900+ NY homes damaged

At least 200 homes are destroyed in New York state, and at least 700 others have major damage in the wake of flooding earlier this month.

BY SUSAN KIM | BALTIMORE | April 16, 2005



"The impact from these storms was devastating and widespread and is magnified by the fact that many of these areas were just beginning to recover from similar flooding late last summer."

—Gov. George Pataki


At least 200 homes are destroyed in New York state, and at least 700 others have major damage in the wake of flooding earlier this month.

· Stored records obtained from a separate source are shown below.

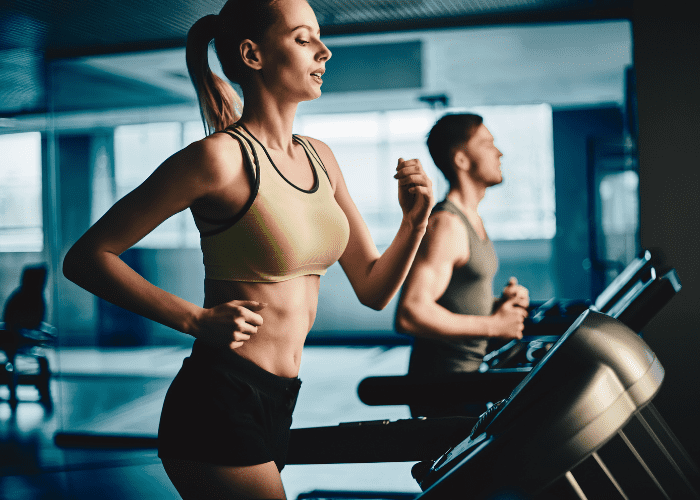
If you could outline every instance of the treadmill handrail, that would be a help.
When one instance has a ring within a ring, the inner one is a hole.
[[[485,373],[453,373],[425,378],[412,375],[367,377],[357,386],[369,406],[440,405],[459,394],[460,402],[482,403],[508,397],[531,368],[495,369]]]
[[[651,264],[651,252],[644,250],[642,254],[630,262],[625,269],[603,290],[595,299],[596,309],[602,313],[607,313],[615,305],[620,297],[627,292],[629,285],[636,275],[641,273],[645,267]]]

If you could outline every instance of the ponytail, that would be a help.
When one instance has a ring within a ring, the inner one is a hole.
[[[209,42],[218,26],[217,16],[212,14],[199,19],[187,33],[187,70],[197,92],[206,135],[233,125],[243,111],[241,98],[233,87],[209,68]]]

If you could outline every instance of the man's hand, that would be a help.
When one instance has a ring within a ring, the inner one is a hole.
[[[521,339],[525,328],[527,309],[516,303],[516,298],[503,301],[491,315],[489,336],[501,339]]]
[[[515,305],[527,309],[530,305],[530,292],[522,285],[518,285],[518,280],[511,277],[508,284],[503,289],[503,294],[499,302],[503,303],[513,300]],[[498,304],[497,304],[498,307]]]

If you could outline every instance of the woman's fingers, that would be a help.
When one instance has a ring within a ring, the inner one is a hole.
[[[229,304],[245,307],[251,311],[260,311],[267,306],[267,302],[257,300],[232,300]]]
[[[260,311],[267,306],[265,302],[254,300],[232,300],[228,305],[234,308],[235,316],[243,318],[247,323],[255,326],[262,326],[263,317],[255,311]]]
[[[412,186],[408,188],[408,192],[411,194],[422,194],[423,196],[429,197],[432,193],[432,189],[427,186]]]
[[[206,337],[210,342],[226,344],[235,349],[248,341],[263,325],[263,317],[258,314],[267,306],[254,300],[232,300],[215,306],[208,311]]]
[[[432,182],[423,170],[420,160],[403,161],[399,159],[396,170],[397,172],[394,174],[394,179],[399,181],[399,188],[404,188],[411,194],[431,196]]]
[[[254,325],[253,323],[250,323],[246,321],[243,318],[236,318],[233,320],[234,322],[234,333],[236,332],[241,332],[247,335],[253,334],[253,333],[258,333],[258,326],[261,325]]]
[[[420,160],[399,158],[394,178],[398,180],[399,205],[415,224],[427,221],[432,208],[433,185]]]
[[[410,167],[411,165],[420,165],[420,160],[418,158],[413,158],[411,160],[399,158],[399,162],[396,165],[396,170],[401,170],[403,167]]]
[[[243,320],[245,320],[246,323],[249,323],[254,326],[262,326],[263,324],[263,317],[249,309],[244,308],[241,311],[241,318],[243,318]]]
[[[406,184],[416,184],[420,186],[428,185],[428,176],[425,174],[408,174],[396,178],[399,180],[399,186],[405,186]]]
[[[233,332],[234,342],[245,342],[248,339],[250,339],[250,334],[248,334],[248,333]]]
[[[426,175],[425,171],[423,170],[423,167],[421,167],[420,164],[418,164],[418,165],[404,167],[401,170],[398,170],[394,174],[394,179],[401,179],[403,177],[410,176],[410,175],[420,175],[420,176],[428,177]]]

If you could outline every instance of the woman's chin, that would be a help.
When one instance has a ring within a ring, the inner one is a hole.
[[[309,99],[308,99],[308,100],[309,100],[309,101],[313,101],[314,99],[318,99],[319,97],[321,97],[321,94],[322,94],[322,93],[323,93],[323,92],[321,92],[321,87],[319,86],[317,89],[314,89],[314,90],[311,92],[311,95],[309,96]]]
[[[321,89],[305,89],[303,92],[293,92],[288,94],[288,99],[296,102],[314,101],[321,97]]]

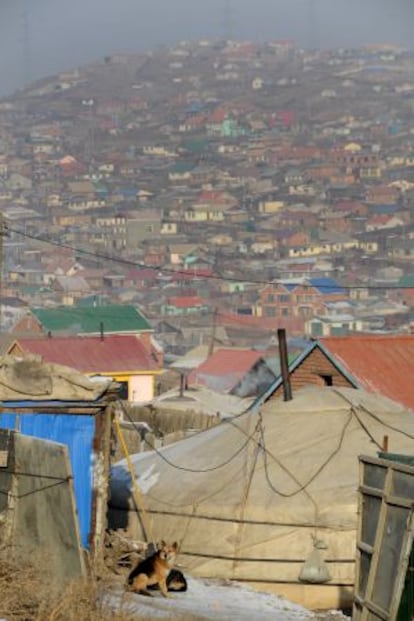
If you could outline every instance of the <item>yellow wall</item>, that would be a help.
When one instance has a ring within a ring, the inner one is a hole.
[[[276,213],[283,209],[284,201],[261,201],[259,203],[260,213]]]

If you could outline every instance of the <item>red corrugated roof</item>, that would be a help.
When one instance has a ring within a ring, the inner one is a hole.
[[[305,330],[305,321],[302,317],[256,317],[219,311],[217,321],[223,326],[245,326],[259,330],[275,331],[278,328],[285,328],[290,335],[302,335]]]
[[[156,371],[157,362],[134,335],[51,337],[18,339],[23,350],[38,354],[46,362],[62,364],[82,373]]]
[[[171,275],[171,272],[170,272]],[[173,281],[194,280],[194,278],[205,278],[213,275],[212,267],[203,267],[200,269],[187,268],[187,271],[180,270],[176,274],[171,275]]]
[[[319,342],[361,388],[414,410],[414,335],[353,335]]]
[[[223,387],[231,390],[261,358],[262,354],[250,349],[218,349],[190,373],[188,382],[208,385],[209,378],[222,377]],[[225,378],[230,378],[231,385]]]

That number is likely to grow as assessments continue, responders said, and many residents are still in limbo as they wait for the verdict on whether their homes have been condemned or if they’re salvageable.

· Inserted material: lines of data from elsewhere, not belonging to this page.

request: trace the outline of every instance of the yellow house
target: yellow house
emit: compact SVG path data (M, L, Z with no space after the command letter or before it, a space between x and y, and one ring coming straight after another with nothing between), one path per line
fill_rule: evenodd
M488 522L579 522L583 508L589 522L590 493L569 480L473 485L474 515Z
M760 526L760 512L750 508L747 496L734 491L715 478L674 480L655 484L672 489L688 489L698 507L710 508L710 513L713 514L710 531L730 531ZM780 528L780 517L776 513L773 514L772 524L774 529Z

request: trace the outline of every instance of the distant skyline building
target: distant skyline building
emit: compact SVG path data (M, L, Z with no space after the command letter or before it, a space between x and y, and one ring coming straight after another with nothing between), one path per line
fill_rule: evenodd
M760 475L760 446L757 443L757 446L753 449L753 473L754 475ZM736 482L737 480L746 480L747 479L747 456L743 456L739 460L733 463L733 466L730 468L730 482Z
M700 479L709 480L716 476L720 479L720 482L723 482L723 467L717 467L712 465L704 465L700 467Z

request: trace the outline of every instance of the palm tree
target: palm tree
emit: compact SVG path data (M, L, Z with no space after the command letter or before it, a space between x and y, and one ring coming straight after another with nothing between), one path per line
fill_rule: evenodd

It’s likely the affected counties will receive a federal disaster declaration, said one Federal Emergency Management Agency (FEMA) official.

"But FEMA checks won’t be enough, he warned. “The aid is going to be inadequate in in many cases, because the average income of the people involved in this is very low,” he said. “It simply won’t be enough if you’re a low-income home owner.”

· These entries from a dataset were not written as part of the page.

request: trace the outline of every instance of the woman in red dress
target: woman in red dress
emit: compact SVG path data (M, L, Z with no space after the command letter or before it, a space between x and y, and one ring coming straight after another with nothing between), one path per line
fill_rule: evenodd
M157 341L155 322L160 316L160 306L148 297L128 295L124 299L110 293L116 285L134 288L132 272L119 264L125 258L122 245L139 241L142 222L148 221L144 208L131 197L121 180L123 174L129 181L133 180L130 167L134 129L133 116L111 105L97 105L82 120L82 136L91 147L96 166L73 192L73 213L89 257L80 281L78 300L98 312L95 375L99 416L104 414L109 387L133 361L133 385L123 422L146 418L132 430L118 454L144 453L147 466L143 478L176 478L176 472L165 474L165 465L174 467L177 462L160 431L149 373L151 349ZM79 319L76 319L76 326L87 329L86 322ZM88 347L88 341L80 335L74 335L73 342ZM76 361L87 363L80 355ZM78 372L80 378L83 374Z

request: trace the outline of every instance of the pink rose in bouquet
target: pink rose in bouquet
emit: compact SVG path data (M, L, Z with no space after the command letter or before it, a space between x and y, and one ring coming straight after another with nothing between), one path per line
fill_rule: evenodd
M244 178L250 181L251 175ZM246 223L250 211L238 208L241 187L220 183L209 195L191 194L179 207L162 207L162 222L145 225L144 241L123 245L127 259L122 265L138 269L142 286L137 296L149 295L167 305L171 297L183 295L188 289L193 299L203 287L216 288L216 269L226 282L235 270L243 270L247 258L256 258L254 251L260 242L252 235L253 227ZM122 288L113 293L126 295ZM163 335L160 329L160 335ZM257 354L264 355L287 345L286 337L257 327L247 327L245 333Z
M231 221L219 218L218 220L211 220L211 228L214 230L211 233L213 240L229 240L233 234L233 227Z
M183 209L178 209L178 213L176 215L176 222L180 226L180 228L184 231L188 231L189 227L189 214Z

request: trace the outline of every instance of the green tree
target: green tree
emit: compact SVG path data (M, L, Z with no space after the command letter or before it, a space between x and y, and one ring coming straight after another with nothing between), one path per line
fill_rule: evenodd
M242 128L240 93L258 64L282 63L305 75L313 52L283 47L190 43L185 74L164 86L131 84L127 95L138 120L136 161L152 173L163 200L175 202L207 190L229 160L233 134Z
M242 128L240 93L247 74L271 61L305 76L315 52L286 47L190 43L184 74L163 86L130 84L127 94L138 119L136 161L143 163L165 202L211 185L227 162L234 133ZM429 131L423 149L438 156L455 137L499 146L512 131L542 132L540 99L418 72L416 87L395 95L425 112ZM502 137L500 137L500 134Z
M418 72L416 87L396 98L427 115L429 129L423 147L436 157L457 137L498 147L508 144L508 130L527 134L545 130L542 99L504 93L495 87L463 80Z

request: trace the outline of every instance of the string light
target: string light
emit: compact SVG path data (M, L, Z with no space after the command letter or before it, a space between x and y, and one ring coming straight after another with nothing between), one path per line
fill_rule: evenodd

It will fall to local and national charities to pitch in to help with the unmet needs, he said. “That’s where the community comes in - and the national charitable agencies, too.” New York’s flood woes come amid other severe spring flooding that has received more media attention and more public donor awareness.

But that doesn’t mean relief groups in New York state aren’t hard at work, forging relationships and exchanging information. New York’s responding groups are tightly linked within the state Voluntary Organizations Active in Disaster (VOAD) coalition.

Already, groups such as Catholic Charities, Church World Service, Mennonite Disaster Service, Presbyterian Disaster Assistance, Salvation Army, United Methodist Committee on Relief, and American Red Cross, among several others, are on the ground assisting with relief efforts and also planning for long-term recovery.

Donations management was already becoming a concern in some flood-affected counties. “I’ve got 18-wheeler after 18-wheeler coming with donations,” said one local responder. “I’ve got 10-and-a-half pallets of cranberry-raspberry juice. I’ve got body wipes in bulk.”

County officials and VOAD members were collaborating to distribute and store donations.

Should a FEMA declaration occur, people will have 60 days to register with FEMA. New York Gov. George Pataki has asked President Bush to declare 14 counties federal disaster areas, making them eligible for federal aid. “The impact from these storms was devastating and widespread and is magnified by the fact that many of these areas were just beginning to recover from similar flooding late last summer,” Pataki said. “The raging floodwaters caused the unfortunate loss of lives, forced hundreds of New Yorkers from their homes, destroyed hundreds of residences, and damaged hundreds more.”

Gov. Pataki is requesting federal assistance for the following counties: Broome, Chenango, Cortland, Delaware, Greene, Montgomery, Orange, Otsego, Rensselaer, Schenectady, Schoharie, Sullivan, Tioga and Ulster.

At least 91 homes were destroyed in Ulster County, 24 were destroyed in Orange County, and another 23 were demolished in Broome County.